General Motors has revised its financial projections for 2024 after exceeding Wall Street forecasts for its second quarter. The Detroit-based automaker has increased its anticipated adjusted earnings for the year to a range of $13 billion to $15 billion, up from a previous estimate of $12.5 billion to $14.5 billion. Additionally, GM has raised its targets for operating cash flow and earnings per share, while slightly lowering expectations for net income attributable to shareholders to between $10 billion and $11.4 billion.
For the second quarter, GM reported revenue of $47.9 billion, marking over a 7% increase compared to the previous year, surpassing Wall Street’s expectation of $45 billion. Earnings per share came in at $3.06, exceeding the analysts’ prediction of $2.71 and representing a 60% rise from 2023. Net income increased by 14%, reaching $2.9 billion, up from $2.5 billion.
Following these announcements, GM’s stock rose nearly 5% in pre-market trading on Tuesday, bringing its gains for the year to more than 37%. The company also declared a third-quarter cash dividend, contributing to the stock’s positive momentum.
In a letter to shareholders, CEO Mary Barra highlighted the success of GM’s gas-powered trucks and SUVs. She mentioned plans to introduce eight new or redesigned models across compact, mid-size, and full-size segments in North America. Barra reaffirmed the company’s commitment to disciplined volume growth for the electric Chevrolet Equinox, despite earlier comments indicating that GM would not meet its goal of producing 1 million electric vehicles in North America by the end of 2025 due to market challenges. Nevertheless, EV sales showed growth in the last quarter.
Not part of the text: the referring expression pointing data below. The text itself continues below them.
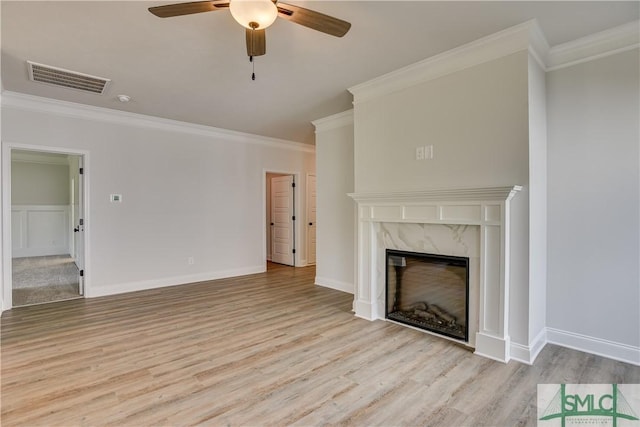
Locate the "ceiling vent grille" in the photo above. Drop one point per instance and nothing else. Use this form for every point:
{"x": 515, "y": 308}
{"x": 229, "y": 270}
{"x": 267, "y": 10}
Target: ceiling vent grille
{"x": 66, "y": 78}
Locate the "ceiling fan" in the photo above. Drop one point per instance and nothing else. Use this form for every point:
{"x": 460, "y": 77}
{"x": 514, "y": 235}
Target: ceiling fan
{"x": 256, "y": 15}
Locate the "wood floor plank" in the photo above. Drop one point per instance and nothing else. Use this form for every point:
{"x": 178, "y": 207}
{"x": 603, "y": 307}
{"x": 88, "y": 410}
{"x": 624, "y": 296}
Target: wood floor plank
{"x": 264, "y": 349}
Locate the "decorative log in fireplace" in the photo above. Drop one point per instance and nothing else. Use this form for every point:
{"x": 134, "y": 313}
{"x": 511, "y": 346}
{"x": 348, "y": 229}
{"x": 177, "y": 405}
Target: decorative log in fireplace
{"x": 428, "y": 291}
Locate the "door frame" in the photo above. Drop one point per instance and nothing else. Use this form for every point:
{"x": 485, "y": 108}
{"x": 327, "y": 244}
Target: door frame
{"x": 307, "y": 211}
{"x": 7, "y": 249}
{"x": 296, "y": 211}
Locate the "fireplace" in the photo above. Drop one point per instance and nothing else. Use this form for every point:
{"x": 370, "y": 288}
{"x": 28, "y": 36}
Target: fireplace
{"x": 428, "y": 291}
{"x": 465, "y": 222}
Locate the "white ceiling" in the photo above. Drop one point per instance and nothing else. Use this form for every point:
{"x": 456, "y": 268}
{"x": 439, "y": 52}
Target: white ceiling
{"x": 194, "y": 68}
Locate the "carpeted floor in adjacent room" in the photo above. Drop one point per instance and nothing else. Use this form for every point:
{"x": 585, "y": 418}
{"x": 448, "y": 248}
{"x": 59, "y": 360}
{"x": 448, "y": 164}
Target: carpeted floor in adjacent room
{"x": 38, "y": 280}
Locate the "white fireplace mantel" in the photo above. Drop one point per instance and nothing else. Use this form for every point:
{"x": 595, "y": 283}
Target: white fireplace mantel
{"x": 486, "y": 208}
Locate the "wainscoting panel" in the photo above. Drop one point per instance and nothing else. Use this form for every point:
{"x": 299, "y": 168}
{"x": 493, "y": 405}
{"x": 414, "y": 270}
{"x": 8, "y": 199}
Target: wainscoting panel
{"x": 38, "y": 230}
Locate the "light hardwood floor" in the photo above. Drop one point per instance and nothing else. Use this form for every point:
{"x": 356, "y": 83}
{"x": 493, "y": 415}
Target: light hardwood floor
{"x": 266, "y": 349}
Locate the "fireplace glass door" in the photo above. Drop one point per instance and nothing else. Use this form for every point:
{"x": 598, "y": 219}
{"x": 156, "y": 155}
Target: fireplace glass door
{"x": 429, "y": 292}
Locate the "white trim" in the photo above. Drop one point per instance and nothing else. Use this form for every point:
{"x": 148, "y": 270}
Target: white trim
{"x": 334, "y": 284}
{"x": 485, "y": 49}
{"x": 440, "y": 194}
{"x": 334, "y": 121}
{"x": 527, "y": 354}
{"x": 609, "y": 349}
{"x": 39, "y": 158}
{"x": 99, "y": 291}
{"x": 21, "y": 248}
{"x": 594, "y": 46}
{"x": 88, "y": 112}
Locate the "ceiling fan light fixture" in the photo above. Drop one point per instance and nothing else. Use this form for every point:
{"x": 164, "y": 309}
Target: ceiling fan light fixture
{"x": 248, "y": 13}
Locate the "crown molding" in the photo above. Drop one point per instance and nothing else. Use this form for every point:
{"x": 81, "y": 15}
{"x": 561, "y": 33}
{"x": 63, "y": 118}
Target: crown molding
{"x": 334, "y": 121}
{"x": 526, "y": 36}
{"x": 494, "y": 46}
{"x": 615, "y": 40}
{"x": 87, "y": 112}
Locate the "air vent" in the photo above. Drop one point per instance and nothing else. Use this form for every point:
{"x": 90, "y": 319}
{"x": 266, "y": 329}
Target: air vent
{"x": 66, "y": 78}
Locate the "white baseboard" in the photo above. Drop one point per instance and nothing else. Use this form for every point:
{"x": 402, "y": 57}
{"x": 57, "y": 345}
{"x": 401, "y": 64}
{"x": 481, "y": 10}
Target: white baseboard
{"x": 527, "y": 353}
{"x": 612, "y": 350}
{"x": 334, "y": 284}
{"x": 99, "y": 291}
{"x": 492, "y": 347}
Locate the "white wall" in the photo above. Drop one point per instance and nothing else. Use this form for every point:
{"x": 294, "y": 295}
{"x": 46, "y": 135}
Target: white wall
{"x": 477, "y": 120}
{"x": 335, "y": 242}
{"x": 593, "y": 291}
{"x": 187, "y": 192}
{"x": 39, "y": 183}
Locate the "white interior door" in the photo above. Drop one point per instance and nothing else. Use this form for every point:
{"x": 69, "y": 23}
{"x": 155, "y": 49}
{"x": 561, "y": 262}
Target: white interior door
{"x": 282, "y": 222}
{"x": 78, "y": 224}
{"x": 311, "y": 219}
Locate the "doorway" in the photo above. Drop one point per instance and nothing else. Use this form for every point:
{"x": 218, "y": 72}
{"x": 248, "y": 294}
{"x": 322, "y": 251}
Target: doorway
{"x": 281, "y": 218}
{"x": 47, "y": 227}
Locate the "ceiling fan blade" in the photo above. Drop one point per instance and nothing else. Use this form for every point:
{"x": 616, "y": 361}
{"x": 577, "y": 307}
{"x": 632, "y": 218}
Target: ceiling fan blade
{"x": 256, "y": 42}
{"x": 187, "y": 8}
{"x": 312, "y": 19}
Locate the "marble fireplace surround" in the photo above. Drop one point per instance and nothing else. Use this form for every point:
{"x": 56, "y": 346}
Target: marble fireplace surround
{"x": 471, "y": 222}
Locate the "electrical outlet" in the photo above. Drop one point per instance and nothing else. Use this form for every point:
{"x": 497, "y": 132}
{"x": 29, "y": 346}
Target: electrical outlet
{"x": 428, "y": 152}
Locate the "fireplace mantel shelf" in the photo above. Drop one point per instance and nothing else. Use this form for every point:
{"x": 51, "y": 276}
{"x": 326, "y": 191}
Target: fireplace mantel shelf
{"x": 439, "y": 194}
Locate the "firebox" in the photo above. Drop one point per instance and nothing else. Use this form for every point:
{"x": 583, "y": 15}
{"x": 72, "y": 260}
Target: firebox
{"x": 429, "y": 292}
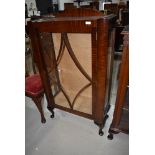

Barra also announced that Cruise, GM’s autonomous driving division, would discontinue its Origin vehicle after re-evaluating operations post an incident last October. Instead, Cruise will focus on testing the next-generation Chevrolet Bolt in Texas and Arizona. Additionally, GM expects the change to address regulatory concerns regarding the Origin’s steering wheel-less design and to reduce costs.
Furthermore, GM is working to restructure its joint venture with SAIC Motor in China, as it faces ongoing financial losses, including a $104 million loss in the second quarter. Production cuts by SAIC-GM in June led to a 70% decrease in output, resulting in the delivery of 26,000 vehicles, a 50% drop compared to the previous year.